Colors are important tool for visual presentation on web.

They may be specified as RGB (red-green-blue) combination or equivalent represented in a hexadecimal format with a hash sign (#) as prefix. The last possibility is to specify a full English name of a color but there are only 16 colors to choose from.

Red, green and blue are so called primary colors and other ones are derived from them, depending on the intensity of each one of those. Each primary color is represented with one 8-bit byte which altogether means that each derived color is specified by 24-bit long information. That equals to exactly 16 777 216 colors that might be specified by a Red-Green-Blue system.

Hexadecimal representation of colors is often used in software applications.
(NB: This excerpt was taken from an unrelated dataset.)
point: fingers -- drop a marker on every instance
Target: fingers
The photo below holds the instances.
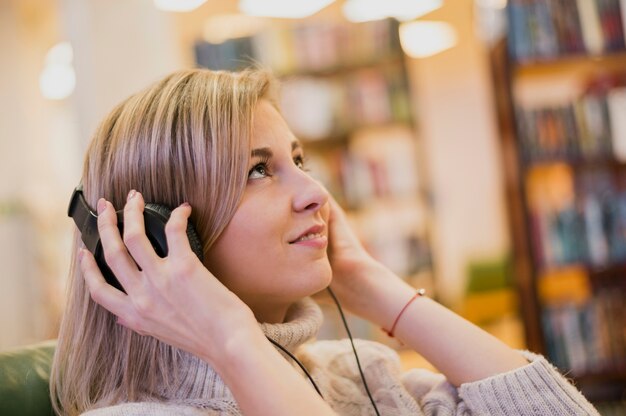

It is combined of three bytes, one for each color, and converted into hexadecimal system. Each color is, as mentioned above, made of one byte. One byte can have value from 00 to FF in hexadecimal, or 0 to 255 in decimal notation. When we put all three colors together we get six digits long information, like #00FFFF. In a case like this, when numbers are equivalent per member of RGB (# 00 FF FF), it can be abbreviated to a three digits form like #0FF (~ #00FFFF).

Some colors may also specified with a regular English word and browsers should recognize it as valid. These are black, silver, gray, white, maroon, red, purple, fuchsia, green, lime, olive, yellow, navy, blue, teal, aqua.

Most elements and attributes in HTML used for colors handling have been deprecated and moved to style sheets.